YTA here. You obviously were not in close enough contact to be included in close family enough that you’d be contacted. You’re an adult now so it’s on you to reach out if you want to start communicating with that side of your family. Your uncle had more important things to do than deal with a temper tantrum.
You talk about your dad’s death being traumatic. Did you ever consider how traumatic it might be for your uncle to have a mother have a stroke and end up in hospital? Have some compassion and maybe stop making it about you!
I’m gonna say YTA, at the moment it doesn’t matter what relationship you have with your uncle or that side of the family in general. You were there to visit your grandma not air grievances.

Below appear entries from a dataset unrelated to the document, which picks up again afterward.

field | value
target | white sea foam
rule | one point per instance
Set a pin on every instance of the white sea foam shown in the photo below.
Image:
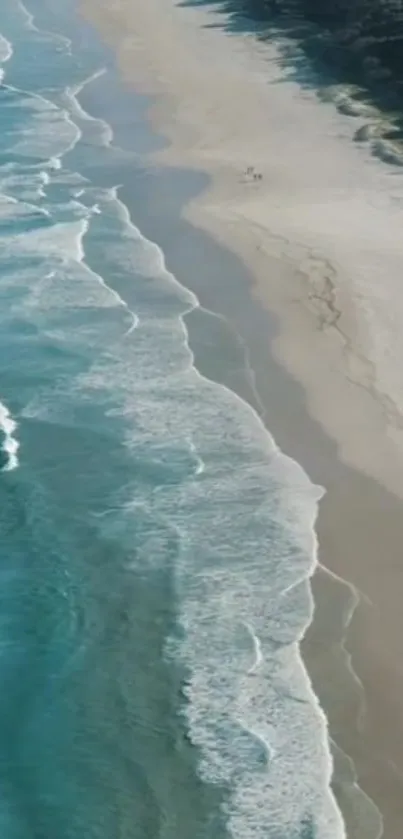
(247, 548)
(103, 133)
(29, 21)
(6, 49)
(10, 444)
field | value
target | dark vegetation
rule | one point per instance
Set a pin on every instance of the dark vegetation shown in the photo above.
(359, 42)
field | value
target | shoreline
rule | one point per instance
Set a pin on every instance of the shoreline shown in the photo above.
(318, 457)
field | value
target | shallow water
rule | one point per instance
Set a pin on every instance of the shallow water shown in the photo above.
(156, 545)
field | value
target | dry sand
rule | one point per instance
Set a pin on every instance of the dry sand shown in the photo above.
(321, 232)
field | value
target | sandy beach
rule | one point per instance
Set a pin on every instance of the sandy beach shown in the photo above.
(327, 273)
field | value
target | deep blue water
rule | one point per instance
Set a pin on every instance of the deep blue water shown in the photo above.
(155, 546)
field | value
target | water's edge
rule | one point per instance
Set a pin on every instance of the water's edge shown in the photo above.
(250, 361)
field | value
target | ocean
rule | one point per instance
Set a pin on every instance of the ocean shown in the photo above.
(156, 545)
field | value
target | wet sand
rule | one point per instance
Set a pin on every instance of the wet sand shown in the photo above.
(315, 386)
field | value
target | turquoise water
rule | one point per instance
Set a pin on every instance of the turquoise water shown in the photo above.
(156, 546)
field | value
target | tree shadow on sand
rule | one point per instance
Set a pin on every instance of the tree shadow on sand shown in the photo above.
(323, 43)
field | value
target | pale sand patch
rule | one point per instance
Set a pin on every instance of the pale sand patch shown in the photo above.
(324, 207)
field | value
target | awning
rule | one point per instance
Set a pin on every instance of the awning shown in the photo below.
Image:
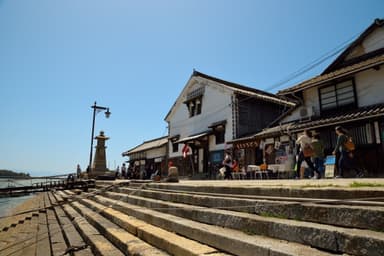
(361, 114)
(194, 137)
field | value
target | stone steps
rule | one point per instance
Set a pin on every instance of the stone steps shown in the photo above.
(324, 237)
(243, 223)
(104, 216)
(323, 189)
(344, 215)
(197, 218)
(165, 240)
(226, 239)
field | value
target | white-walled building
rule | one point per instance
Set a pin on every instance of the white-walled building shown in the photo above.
(349, 93)
(149, 156)
(208, 113)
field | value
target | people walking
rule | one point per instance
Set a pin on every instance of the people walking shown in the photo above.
(123, 171)
(305, 153)
(343, 162)
(345, 148)
(227, 162)
(78, 171)
(318, 155)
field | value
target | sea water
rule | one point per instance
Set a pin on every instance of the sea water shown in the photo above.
(9, 203)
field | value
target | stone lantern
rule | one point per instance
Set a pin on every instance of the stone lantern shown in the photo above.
(99, 166)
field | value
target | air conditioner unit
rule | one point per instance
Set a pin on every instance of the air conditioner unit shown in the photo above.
(306, 112)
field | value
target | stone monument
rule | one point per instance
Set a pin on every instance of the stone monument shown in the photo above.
(99, 166)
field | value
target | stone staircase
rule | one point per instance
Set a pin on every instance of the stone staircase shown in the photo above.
(176, 219)
(139, 218)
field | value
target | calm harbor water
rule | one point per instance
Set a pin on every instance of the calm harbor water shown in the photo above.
(8, 203)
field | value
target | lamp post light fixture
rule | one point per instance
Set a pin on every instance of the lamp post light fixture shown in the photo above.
(96, 109)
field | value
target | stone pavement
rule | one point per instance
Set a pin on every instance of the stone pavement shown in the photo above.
(202, 217)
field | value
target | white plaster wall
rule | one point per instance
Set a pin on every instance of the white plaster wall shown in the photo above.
(216, 106)
(156, 152)
(369, 90)
(372, 42)
(370, 87)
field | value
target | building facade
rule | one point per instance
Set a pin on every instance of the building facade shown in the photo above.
(349, 93)
(208, 113)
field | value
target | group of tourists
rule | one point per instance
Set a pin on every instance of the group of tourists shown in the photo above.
(310, 159)
(311, 151)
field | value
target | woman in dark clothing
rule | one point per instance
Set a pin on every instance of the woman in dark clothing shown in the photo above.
(344, 162)
(227, 162)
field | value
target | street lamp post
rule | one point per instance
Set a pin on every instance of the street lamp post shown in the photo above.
(96, 109)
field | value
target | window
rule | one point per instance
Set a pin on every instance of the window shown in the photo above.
(175, 147)
(337, 96)
(220, 135)
(194, 101)
(194, 107)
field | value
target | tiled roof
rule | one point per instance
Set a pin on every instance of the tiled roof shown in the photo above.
(363, 113)
(252, 92)
(156, 143)
(351, 116)
(363, 65)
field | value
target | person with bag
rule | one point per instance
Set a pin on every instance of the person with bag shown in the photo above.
(305, 153)
(227, 162)
(345, 147)
(318, 153)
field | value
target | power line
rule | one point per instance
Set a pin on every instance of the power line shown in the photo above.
(314, 63)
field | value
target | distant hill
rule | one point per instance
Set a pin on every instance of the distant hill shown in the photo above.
(8, 173)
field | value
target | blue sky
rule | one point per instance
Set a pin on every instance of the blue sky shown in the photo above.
(135, 57)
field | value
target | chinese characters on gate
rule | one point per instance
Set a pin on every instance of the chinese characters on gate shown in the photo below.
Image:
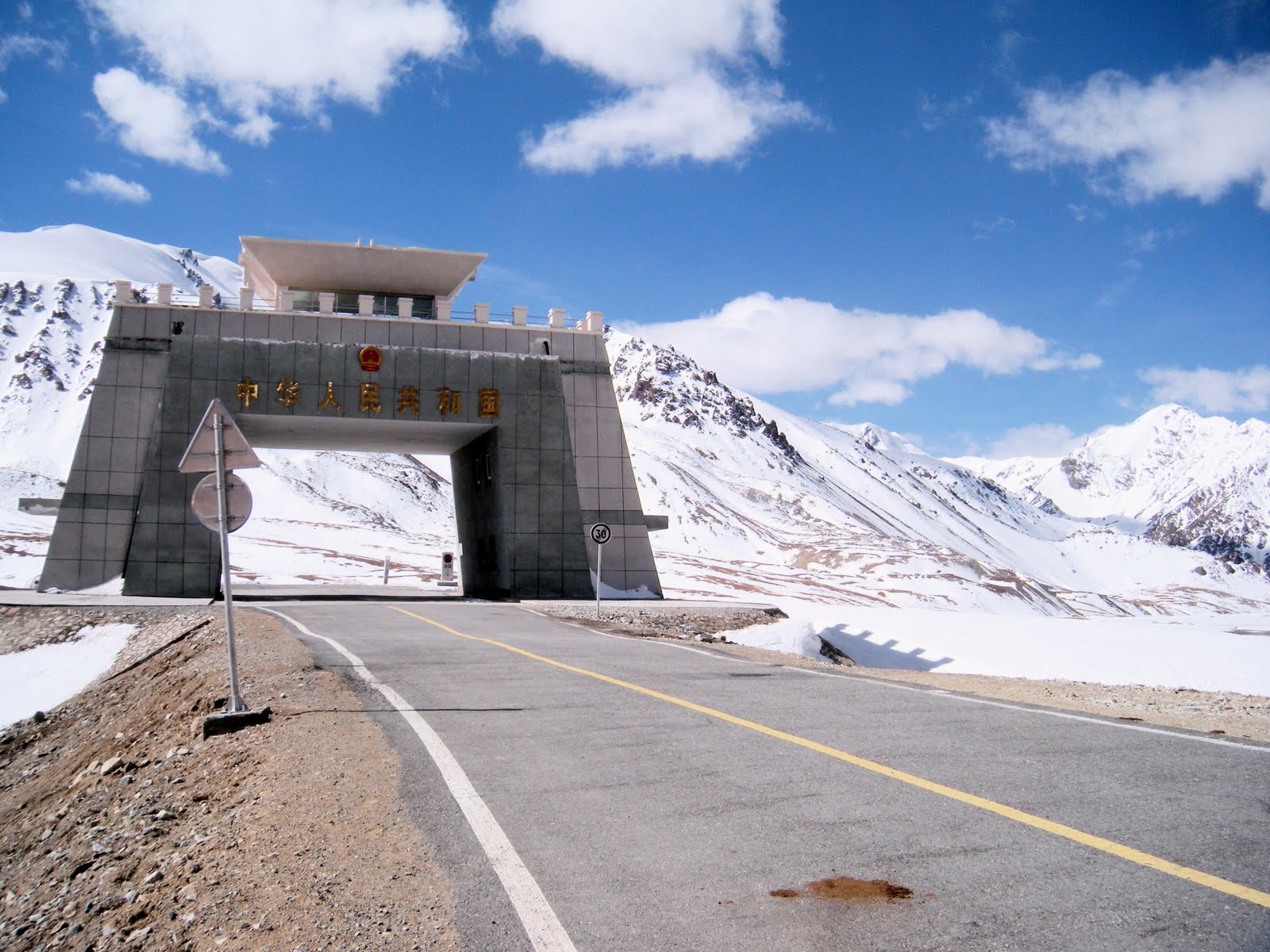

You’re 29 years old, and still expecting to be spoon fed? If you’d stayed in touch with ANYONE you’d have heard as it was happening. Looks like you weren’t even in touch with your own grandmother. You lost a father, but she lost a son. And now her other children are worried about caring for her and finding a placement.
You are not the centre of this situation. Caring for someone who has had a stroke is a consuming task, and your yelling was an AH move. The selfishness of your outlook suggests a clue as to why you are not the first person anyone calls.
YTA
I am going to say ESH.
Your Mother is still your Father’s wife and Grandma B’s DIL. Uncle or other Aunts and Uncles should have at least let your Mother know at a minimum.
As for your behaviour – yes you were wrong to yell at your Uncle although your were obviously upset.